Recently, the Toronto Centre for Addiction and Mental Health has conducted a unique survey to find out how many teenagers in the province of Ontario use prescription painkillers, also known as opioids or opiates, for non-medical purposes, or, in other words, to get a drug-related “high“. The results of the survey show that, in addition to alcohol, more and more kids of a high-school age in the province of Ontario, in general, and in Toronto, in particular, choose opioids as their drugs of choice. Furthermore, similar situation with teenage substance abuse is typical for entire Canada.
Frequently misused types of prescription pain medications are pharmaceutical drugs containing morphine, codeine, or oxycodone. They are widely applied in medicine to cure headaches, migraines, arthritis pain, and other medical conditions involving pains and aches. In addition to opiates, Canadian teens also tend to misuse other types of prescription drugs, such as tranquilizers, sedatives, barbiturates, amphetamines, and stimulants. The most popular tranquilizers, usually prescribed to cure panic attacks and reduce stress, include benzodiazepines, such as Valium, and alprazolams, such as Xanax. Prescription stimulants, such as Adderall or Ritalin, and barbiturates, such as Nembutal and Mebaral, are other drugs often taken by high-school students with non-medical purposes.
The Toronto survey is the first of this sort ever conducted in the country. In the past, smaller drug surveys were devoted to the usage of OxyContin, an opioid pain medication, among high-school and college students. Those studies found that only about one percent of students had ever tried the drug. Similar survey conducted in 2005 in the U.S. showed only a slight increase in the non-medical use of prescription drugs among youth: from 4 percent in 2002 to 5.5 percent in 2005 among Grad 12 students.
Unfortunately, the new Toronto survey now reveals that the rate of young people who have used opiate medications to “get stoned” at least once in the past year, is as high as an alarming 21 percent! These troubling results should be a cause for public concern and a wake-up call for governmental and medical officials throughout entire Canada, says manager of the Canadian Centre on Substance Abuse, Doug Beirness.
Other studies in the U.S. and Canada looking at the correlates of opioid misuse among teenagers found that 12 to 17 year-olds were more likely to abuse opioids if their families had a lower social and financial status, or if they had already tried illicit drugs. Other "risk factors" included being a female and having "detached" parents.
The new survey also shows that over 75 percent of teenagers get the drugs from their parents or otherwise have an access to the pills at home. These new data should warn Canadian parents to become more attentive to what medications their children may use. As this information has not been on their radar until now, prescription drugs have often been left in places easily accessible for the teens. Armed with the new knowledge, parents should take measures to safeguard home-stored opiate medications so that their children cannot get hold of them.
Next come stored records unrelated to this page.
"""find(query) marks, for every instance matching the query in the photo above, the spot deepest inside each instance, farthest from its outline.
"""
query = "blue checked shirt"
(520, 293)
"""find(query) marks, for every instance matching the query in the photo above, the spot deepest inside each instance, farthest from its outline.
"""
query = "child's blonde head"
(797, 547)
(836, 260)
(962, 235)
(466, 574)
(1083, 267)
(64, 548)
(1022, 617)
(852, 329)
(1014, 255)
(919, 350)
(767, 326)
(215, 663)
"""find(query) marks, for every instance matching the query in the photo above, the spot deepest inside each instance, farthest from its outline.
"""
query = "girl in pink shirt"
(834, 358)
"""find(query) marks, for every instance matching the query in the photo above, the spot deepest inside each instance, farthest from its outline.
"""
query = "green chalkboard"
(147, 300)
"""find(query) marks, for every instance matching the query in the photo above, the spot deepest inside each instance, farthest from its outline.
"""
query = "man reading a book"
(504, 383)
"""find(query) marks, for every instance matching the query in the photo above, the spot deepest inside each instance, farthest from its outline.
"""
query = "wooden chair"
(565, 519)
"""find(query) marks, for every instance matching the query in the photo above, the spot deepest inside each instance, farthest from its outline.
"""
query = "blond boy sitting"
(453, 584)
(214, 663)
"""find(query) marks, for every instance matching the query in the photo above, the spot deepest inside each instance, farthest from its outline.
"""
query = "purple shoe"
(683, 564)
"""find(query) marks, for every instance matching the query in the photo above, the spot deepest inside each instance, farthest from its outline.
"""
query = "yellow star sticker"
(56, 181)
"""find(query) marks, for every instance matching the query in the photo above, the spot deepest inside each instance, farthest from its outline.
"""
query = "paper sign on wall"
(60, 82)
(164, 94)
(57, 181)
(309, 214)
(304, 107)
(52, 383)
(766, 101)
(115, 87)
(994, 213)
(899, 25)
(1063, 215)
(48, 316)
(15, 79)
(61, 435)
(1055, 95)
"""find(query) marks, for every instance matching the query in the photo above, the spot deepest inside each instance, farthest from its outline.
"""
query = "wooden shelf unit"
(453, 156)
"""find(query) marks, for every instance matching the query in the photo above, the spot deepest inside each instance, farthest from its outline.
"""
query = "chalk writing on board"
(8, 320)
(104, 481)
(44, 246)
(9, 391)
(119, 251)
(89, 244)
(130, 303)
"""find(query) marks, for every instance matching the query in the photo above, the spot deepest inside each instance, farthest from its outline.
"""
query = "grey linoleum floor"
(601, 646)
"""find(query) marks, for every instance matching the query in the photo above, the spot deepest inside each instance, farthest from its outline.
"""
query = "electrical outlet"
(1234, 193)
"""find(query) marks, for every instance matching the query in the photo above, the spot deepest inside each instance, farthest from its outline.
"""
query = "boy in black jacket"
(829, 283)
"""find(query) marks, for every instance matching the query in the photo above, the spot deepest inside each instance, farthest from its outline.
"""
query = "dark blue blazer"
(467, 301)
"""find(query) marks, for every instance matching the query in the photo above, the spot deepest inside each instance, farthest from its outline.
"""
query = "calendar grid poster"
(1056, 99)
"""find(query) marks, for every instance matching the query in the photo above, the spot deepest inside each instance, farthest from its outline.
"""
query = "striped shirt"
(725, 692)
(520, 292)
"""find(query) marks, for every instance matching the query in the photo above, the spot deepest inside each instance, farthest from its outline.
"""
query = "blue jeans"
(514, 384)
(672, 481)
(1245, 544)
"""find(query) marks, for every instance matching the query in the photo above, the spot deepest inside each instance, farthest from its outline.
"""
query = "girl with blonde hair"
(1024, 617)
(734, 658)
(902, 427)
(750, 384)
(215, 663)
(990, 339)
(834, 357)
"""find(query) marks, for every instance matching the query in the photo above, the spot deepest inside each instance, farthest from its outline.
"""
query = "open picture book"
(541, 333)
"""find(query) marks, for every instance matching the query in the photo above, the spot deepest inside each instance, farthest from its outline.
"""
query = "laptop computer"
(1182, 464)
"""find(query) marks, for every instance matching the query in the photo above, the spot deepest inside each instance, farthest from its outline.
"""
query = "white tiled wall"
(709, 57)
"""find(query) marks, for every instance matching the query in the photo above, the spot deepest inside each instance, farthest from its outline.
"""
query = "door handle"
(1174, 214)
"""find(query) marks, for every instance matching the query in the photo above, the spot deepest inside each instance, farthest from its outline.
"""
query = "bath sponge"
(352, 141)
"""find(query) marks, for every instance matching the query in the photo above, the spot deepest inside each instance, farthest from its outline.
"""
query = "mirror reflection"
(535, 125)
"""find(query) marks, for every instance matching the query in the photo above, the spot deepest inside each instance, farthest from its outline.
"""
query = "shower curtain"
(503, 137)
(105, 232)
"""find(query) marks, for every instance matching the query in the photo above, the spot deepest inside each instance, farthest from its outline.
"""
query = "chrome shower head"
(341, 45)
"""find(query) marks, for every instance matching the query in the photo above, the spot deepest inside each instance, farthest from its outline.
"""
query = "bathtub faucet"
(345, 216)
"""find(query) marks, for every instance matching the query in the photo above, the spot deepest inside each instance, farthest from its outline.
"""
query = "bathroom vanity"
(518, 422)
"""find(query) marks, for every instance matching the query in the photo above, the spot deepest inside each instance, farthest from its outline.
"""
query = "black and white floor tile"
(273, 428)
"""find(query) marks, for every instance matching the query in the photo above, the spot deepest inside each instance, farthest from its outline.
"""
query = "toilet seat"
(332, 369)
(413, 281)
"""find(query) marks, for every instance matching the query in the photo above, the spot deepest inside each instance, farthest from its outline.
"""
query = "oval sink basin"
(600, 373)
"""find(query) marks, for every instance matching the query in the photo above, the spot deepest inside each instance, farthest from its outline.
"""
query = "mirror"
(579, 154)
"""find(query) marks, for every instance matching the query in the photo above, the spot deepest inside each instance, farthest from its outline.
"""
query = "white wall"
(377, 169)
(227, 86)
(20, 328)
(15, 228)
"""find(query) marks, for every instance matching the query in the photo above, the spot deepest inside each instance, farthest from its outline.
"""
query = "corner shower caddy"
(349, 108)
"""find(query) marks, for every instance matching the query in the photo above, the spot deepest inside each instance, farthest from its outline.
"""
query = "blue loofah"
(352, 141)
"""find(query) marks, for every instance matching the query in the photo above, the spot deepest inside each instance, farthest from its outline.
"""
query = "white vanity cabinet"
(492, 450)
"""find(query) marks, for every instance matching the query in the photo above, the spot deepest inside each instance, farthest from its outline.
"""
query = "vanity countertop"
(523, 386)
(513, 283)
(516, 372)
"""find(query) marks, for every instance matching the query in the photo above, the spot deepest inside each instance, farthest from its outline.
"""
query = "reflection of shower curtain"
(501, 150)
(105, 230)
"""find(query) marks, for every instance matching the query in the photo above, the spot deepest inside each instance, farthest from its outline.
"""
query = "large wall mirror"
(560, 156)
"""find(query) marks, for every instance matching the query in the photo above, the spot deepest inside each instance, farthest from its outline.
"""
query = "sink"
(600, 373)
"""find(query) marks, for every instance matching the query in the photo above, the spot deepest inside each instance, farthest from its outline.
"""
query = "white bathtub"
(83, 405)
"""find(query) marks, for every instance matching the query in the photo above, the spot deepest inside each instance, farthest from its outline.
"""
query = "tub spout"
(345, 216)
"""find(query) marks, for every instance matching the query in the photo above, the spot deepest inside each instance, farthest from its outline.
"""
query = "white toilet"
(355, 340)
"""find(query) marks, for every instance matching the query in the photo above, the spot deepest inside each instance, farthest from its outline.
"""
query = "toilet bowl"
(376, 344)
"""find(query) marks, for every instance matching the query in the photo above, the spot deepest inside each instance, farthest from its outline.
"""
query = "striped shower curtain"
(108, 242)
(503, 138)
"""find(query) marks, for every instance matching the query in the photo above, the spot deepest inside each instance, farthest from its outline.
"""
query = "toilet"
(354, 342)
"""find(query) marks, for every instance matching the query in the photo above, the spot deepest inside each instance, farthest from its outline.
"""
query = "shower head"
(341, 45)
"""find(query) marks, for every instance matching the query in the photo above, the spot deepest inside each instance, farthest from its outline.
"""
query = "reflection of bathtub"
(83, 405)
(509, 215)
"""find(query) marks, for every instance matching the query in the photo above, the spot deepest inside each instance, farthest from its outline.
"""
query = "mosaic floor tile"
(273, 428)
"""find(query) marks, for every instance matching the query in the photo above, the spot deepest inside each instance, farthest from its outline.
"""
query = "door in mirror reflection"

Additional explanation for such a high percentage of opiates’ misuse among teenagers is that, over the past decade, the non-medical use of prescription pain medication and other addictive pharmaceutical drugs has undergone a dramatic increase among the general population of the country, as well. This connection was confirmed by the Ontario Student Drug Use and Health Survey, which was also conducted in Toronto.
Director at the Centre for Addictions Research of British Columbia says that the recent Toronto survey, most probably, reflects the situation with teenage opiate abuse not only in Ontario, but also in all other provinces of Canada, due to the same degree of drugs availability and similar environmental factors prevailing everywhere in the country.
Information revealed by the survey also shows that a street drug, synthetic stimulant crystal methamphetamine, is also becoming an increasing problem among students in Canada. "Crystal meth" can be produced at home by mixing over-the-counter medications containing ephedrine or pseudoephedrine with other ingredients.
Another negative tendency, although not reflected in large-scale national surveys on drug abuse, is a high percentage of non-medical usage of prescription asthma inhalers among high-school youth. More than nine percent of North American teenagers are estimated to use them on a regular basis to get a narcotic "high". In the U.S., one in every five boys who suffer from asthma and carry prescription inhalers has been approached at least once to trade or sell them.
One more alarming fact is that more and more young people in both Canada and the U.S. tend to drive when they are high on drugs or have consumed alcohol.
Interestingly enough, while the use of alcohol and drugs get progressively higher among Canadian teenagers, their smoking rates show a tendency to decrease. According to a recently released Nova Scotia student drug survey, smoking among high-school students of the province has dropped eight percent since 2002. Comparatively, in Ontario, the rate of smoking among teenagers has dropped three percent since 2005. According to the Canadian Centre on Substance Abuse, overall average smoking rates among teens in Canada continue falling, yet still constitute about 20 percent.
The new Ontario survey will add to all-Canadian statistics on teen drug abuse and will help to shape a youth anti-drug strategy that was announced in the country in October 2007. This $10-million strategy is planned to be implemented within a five-year period and will include an aggressive campaign in mass media and the development of the first national standards for prevention programs - both with the purpose to discourage the use of drugs among Canadian teenagers.